The Rhamphomummy and it's attacker in full. Line drawing of a privately-held specimen, used with permission.
But that's not all
Remarkably, one of these associations provides some insight into what brought the Rhamphorhynchus into striking range of Aspidorhynchus. The throat region of the WDC CSG 255 Rhamphorhynchus is full of undigested fish bones (probably Leptolepides) which suggest it was foraging for food just before it was grabbed by an Aspidorhynchus(Frey and Tischlinger 2010). The fact that at least some Rhamphorhynchus were likely foraging in the immediate interim before being attacked has, of course, raised interest in the foraging method utilised by Rhamphorhynchus because it may be linked to the attacks from Aspidorhynchus. Frey and Tischlinger (2010) suggest two options here. Firstly, Rhamphorhynchus may have grabbed fish from the water surface by dip-feeding, and was then grabbed. Unlikely, they say, because this wouldn't give the Aspidorhynchus enough time to grab the pterosaur once it disturbed the water. So a more likely idea, they suggest, is skim-feeding.

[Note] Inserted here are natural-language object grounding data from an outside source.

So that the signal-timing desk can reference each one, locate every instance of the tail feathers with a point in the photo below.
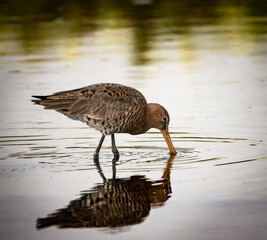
(40, 98)
(54, 104)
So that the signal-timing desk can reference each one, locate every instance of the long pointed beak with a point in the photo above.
(168, 140)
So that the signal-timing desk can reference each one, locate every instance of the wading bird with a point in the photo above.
(110, 108)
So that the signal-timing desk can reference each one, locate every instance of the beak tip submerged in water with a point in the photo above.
(168, 140)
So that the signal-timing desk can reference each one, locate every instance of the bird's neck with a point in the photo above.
(146, 122)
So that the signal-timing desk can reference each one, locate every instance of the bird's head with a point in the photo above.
(159, 118)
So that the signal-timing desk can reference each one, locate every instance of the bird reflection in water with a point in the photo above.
(114, 203)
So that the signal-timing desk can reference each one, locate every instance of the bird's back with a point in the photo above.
(108, 107)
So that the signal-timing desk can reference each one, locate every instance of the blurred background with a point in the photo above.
(204, 61)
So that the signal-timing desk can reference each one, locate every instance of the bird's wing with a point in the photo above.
(99, 101)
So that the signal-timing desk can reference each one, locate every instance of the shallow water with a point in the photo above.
(206, 63)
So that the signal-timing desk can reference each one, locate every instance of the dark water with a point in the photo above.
(205, 61)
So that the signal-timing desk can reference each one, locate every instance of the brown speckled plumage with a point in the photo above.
(110, 108)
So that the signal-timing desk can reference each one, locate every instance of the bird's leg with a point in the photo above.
(114, 148)
(96, 153)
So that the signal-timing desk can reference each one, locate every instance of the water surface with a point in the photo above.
(205, 62)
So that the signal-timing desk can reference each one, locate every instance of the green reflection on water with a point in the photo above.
(36, 27)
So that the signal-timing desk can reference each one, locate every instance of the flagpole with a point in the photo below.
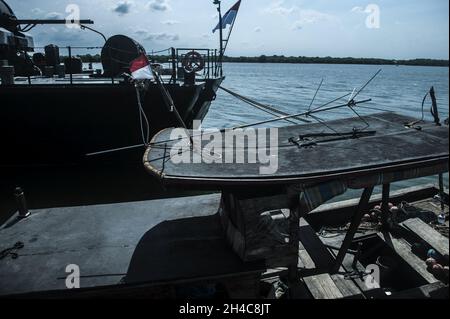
(219, 9)
(229, 34)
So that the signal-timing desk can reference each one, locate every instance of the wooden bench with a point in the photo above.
(323, 287)
(401, 247)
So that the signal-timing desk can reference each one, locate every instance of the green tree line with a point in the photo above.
(300, 59)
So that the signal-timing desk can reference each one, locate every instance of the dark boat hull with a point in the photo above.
(60, 124)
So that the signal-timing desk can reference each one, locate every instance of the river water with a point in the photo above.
(291, 87)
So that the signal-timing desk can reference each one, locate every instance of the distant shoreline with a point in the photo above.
(331, 60)
(301, 60)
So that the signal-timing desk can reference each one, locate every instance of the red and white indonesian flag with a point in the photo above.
(140, 68)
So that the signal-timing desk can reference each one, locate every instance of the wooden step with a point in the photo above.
(428, 234)
(323, 287)
(402, 249)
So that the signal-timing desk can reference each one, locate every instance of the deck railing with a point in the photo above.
(170, 59)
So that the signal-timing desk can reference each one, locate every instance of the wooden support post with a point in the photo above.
(294, 224)
(356, 221)
(441, 192)
(385, 206)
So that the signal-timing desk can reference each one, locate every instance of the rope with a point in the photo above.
(10, 251)
(145, 132)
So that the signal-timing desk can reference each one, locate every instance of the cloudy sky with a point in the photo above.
(406, 29)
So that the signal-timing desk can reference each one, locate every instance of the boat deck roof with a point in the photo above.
(393, 147)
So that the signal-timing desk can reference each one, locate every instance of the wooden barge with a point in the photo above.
(262, 237)
(176, 248)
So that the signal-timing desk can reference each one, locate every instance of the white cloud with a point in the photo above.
(54, 16)
(37, 11)
(122, 7)
(162, 36)
(278, 8)
(159, 5)
(170, 22)
(308, 16)
(357, 9)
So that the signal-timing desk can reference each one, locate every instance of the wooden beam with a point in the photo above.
(428, 234)
(404, 251)
(323, 287)
(356, 221)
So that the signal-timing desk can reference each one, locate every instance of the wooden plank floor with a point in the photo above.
(401, 247)
(323, 287)
(428, 234)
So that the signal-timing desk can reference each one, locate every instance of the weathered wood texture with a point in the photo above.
(428, 234)
(352, 158)
(257, 228)
(323, 287)
(404, 251)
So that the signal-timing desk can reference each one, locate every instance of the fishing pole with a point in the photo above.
(315, 95)
(301, 114)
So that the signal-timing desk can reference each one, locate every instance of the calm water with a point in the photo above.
(291, 87)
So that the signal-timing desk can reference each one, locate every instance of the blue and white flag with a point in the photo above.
(229, 17)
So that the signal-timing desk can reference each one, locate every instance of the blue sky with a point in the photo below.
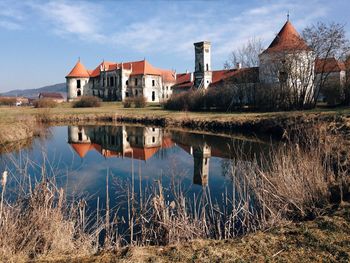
(42, 40)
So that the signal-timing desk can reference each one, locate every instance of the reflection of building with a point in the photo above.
(118, 141)
(79, 141)
(201, 157)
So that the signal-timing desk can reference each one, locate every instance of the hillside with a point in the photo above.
(31, 93)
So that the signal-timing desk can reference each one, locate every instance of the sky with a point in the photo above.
(42, 40)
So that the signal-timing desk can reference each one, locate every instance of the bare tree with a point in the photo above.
(327, 41)
(247, 55)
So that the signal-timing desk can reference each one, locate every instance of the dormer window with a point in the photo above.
(283, 76)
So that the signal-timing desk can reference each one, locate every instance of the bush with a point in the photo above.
(127, 103)
(140, 102)
(192, 100)
(7, 101)
(45, 103)
(87, 102)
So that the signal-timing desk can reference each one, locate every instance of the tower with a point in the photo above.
(77, 81)
(202, 73)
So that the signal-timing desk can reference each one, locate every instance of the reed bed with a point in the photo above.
(292, 182)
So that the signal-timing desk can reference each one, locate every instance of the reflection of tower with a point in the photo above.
(201, 156)
(79, 140)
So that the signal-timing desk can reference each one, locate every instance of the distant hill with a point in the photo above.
(33, 93)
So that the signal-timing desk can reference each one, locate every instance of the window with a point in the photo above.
(283, 76)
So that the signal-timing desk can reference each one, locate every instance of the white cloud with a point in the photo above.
(81, 19)
(168, 30)
(11, 16)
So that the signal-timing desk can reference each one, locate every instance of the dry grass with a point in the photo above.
(42, 223)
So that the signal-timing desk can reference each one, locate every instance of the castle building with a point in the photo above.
(288, 50)
(116, 81)
(288, 60)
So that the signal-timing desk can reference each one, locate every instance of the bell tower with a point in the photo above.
(202, 73)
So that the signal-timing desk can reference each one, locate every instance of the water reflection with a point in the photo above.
(142, 143)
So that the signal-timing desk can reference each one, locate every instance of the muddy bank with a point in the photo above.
(273, 125)
(17, 131)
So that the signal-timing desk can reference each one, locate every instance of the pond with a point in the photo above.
(85, 160)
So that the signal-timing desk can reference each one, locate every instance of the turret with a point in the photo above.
(77, 81)
(202, 73)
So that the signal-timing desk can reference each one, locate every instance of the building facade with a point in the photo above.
(116, 81)
(287, 61)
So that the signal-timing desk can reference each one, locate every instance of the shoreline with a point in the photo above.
(273, 125)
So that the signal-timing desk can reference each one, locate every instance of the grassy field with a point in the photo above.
(10, 114)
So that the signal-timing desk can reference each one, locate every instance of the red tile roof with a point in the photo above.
(79, 71)
(142, 67)
(105, 64)
(329, 65)
(242, 75)
(183, 80)
(288, 39)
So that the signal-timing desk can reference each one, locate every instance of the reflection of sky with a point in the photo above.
(87, 176)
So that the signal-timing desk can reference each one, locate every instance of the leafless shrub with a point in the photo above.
(7, 101)
(87, 102)
(42, 224)
(127, 102)
(45, 103)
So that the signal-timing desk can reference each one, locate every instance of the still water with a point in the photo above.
(79, 158)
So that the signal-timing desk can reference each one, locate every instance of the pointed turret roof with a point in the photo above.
(288, 39)
(79, 71)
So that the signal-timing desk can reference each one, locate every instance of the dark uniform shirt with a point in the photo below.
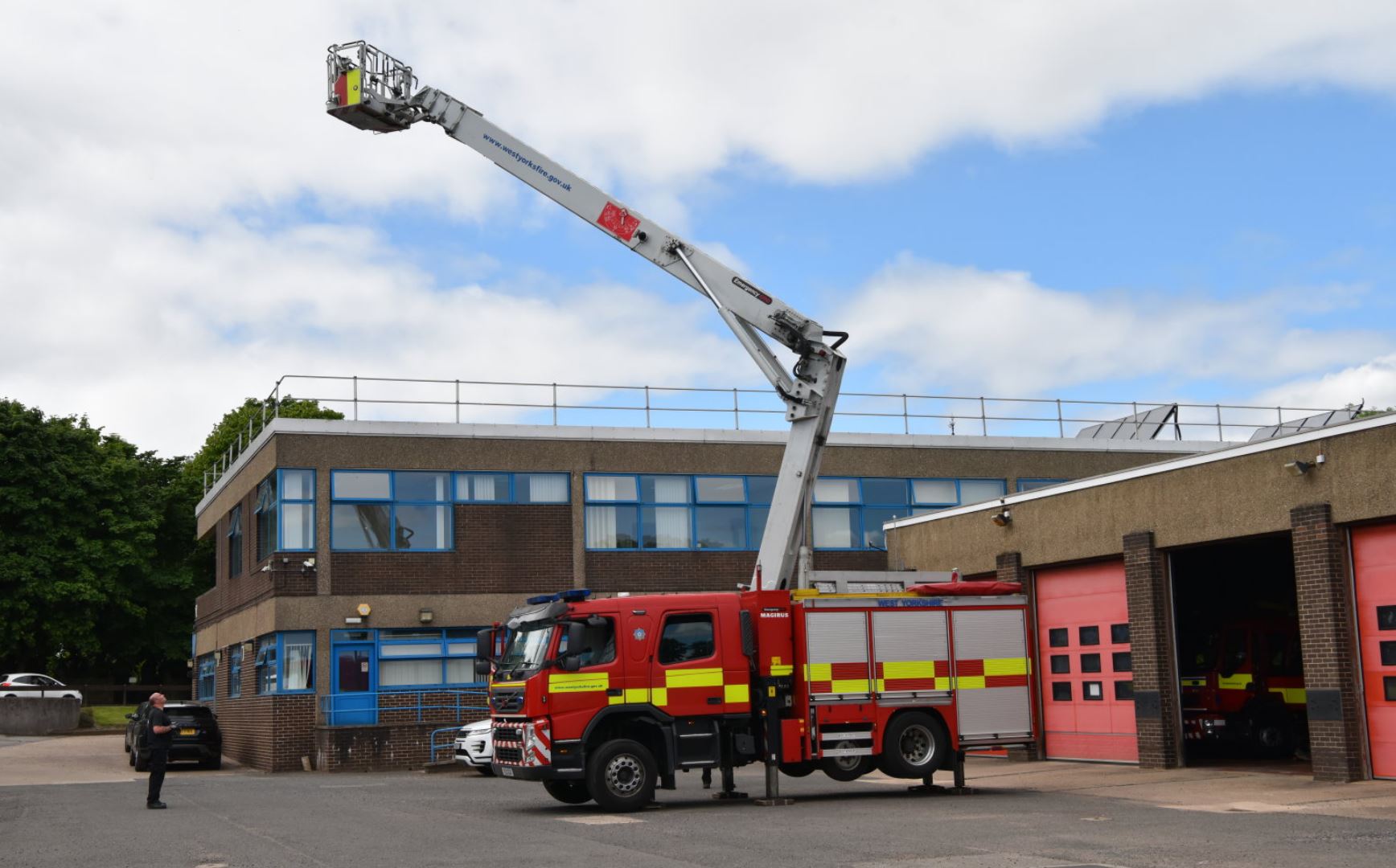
(158, 718)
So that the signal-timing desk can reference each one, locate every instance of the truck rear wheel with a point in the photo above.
(569, 792)
(622, 775)
(914, 746)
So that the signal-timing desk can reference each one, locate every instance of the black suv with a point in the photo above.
(195, 735)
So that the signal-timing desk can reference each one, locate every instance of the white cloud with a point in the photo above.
(157, 157)
(1373, 381)
(935, 324)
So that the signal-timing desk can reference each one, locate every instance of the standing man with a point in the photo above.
(159, 741)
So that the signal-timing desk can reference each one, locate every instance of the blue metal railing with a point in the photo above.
(367, 706)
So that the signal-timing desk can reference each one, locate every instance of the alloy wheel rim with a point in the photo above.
(624, 775)
(918, 746)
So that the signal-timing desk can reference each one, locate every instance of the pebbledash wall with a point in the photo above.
(1138, 517)
(502, 553)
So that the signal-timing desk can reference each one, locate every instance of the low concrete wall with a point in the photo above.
(375, 748)
(38, 716)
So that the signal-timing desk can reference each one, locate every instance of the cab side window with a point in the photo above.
(686, 638)
(597, 645)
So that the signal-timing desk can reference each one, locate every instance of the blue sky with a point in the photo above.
(1131, 201)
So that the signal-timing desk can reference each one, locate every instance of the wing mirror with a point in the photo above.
(570, 661)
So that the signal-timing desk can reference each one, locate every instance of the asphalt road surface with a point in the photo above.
(237, 818)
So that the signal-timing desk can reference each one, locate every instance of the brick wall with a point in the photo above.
(499, 549)
(1328, 645)
(375, 748)
(1151, 638)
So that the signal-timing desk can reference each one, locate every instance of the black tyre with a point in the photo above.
(846, 768)
(622, 775)
(914, 746)
(569, 792)
(798, 769)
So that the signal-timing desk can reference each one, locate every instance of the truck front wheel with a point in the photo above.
(622, 775)
(914, 746)
(569, 792)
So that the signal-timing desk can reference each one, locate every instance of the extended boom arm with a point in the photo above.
(375, 91)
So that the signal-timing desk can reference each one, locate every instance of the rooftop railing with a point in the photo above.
(648, 407)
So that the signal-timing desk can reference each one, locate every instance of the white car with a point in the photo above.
(18, 686)
(475, 746)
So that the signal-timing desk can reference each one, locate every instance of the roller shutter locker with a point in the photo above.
(838, 648)
(1082, 631)
(992, 673)
(1374, 574)
(910, 655)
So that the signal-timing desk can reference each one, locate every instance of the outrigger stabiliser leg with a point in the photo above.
(959, 788)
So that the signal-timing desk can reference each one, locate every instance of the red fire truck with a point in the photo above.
(606, 699)
(1242, 686)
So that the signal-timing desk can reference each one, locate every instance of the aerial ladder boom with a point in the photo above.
(375, 91)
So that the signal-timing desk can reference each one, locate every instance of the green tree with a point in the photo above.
(77, 530)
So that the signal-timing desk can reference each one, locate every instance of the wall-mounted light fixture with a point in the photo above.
(1300, 468)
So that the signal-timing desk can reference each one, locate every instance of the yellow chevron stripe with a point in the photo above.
(909, 669)
(692, 677)
(578, 682)
(1005, 666)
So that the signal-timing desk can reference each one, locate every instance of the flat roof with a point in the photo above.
(1162, 466)
(345, 428)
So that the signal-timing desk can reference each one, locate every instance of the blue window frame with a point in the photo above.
(495, 487)
(1032, 485)
(207, 678)
(286, 511)
(235, 672)
(390, 511)
(235, 542)
(676, 513)
(265, 663)
(417, 657)
(286, 663)
(849, 513)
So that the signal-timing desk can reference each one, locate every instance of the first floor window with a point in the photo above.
(235, 672)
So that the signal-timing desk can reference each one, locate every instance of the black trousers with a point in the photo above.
(159, 756)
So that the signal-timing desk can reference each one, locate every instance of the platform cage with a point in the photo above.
(369, 88)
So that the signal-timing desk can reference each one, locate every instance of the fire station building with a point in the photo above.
(358, 560)
(1261, 575)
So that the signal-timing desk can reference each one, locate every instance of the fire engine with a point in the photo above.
(803, 670)
(1242, 686)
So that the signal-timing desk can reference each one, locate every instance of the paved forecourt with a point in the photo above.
(1024, 815)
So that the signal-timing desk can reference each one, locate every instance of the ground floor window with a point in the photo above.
(207, 677)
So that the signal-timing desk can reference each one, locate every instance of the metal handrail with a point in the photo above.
(967, 416)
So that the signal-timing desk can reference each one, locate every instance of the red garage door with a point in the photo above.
(1374, 568)
(1084, 649)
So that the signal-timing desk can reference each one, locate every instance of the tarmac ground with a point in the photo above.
(74, 801)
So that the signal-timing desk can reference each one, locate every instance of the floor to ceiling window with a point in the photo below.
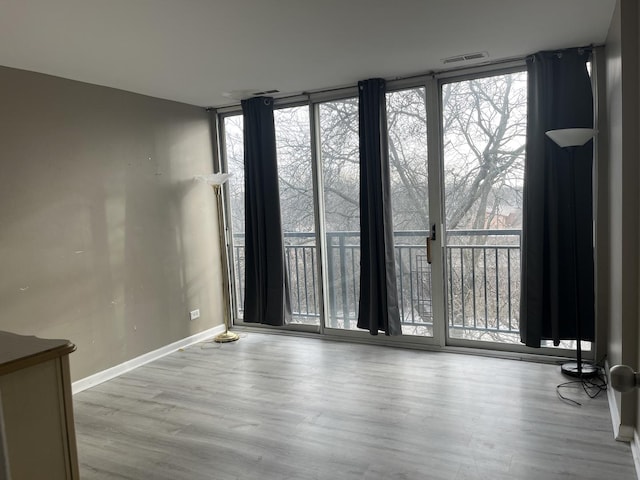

"Skimming... took time and resulted in a significant signal of turbulence, when the mandibular rostrum ploughed through the silent water surface. Such turbulences attract all kinds of fishes and are also were easily detectable for an Aspidorhynchus. Furthermore, the vane at the terminus of the long tail of the pterosaur could have contacted the water surface too due to the extremely low surface approach with a flight altitude of no more than 50 mm. Large Aspidorhynchus thus could grab a skimming Rhamphorhynchus by just raising the head through the water surface. The specimen presented here strongly suggests that Aspidorhynchus actually did exactly this." Frey and Tischlinger 2010, p. 4. (my emphasis)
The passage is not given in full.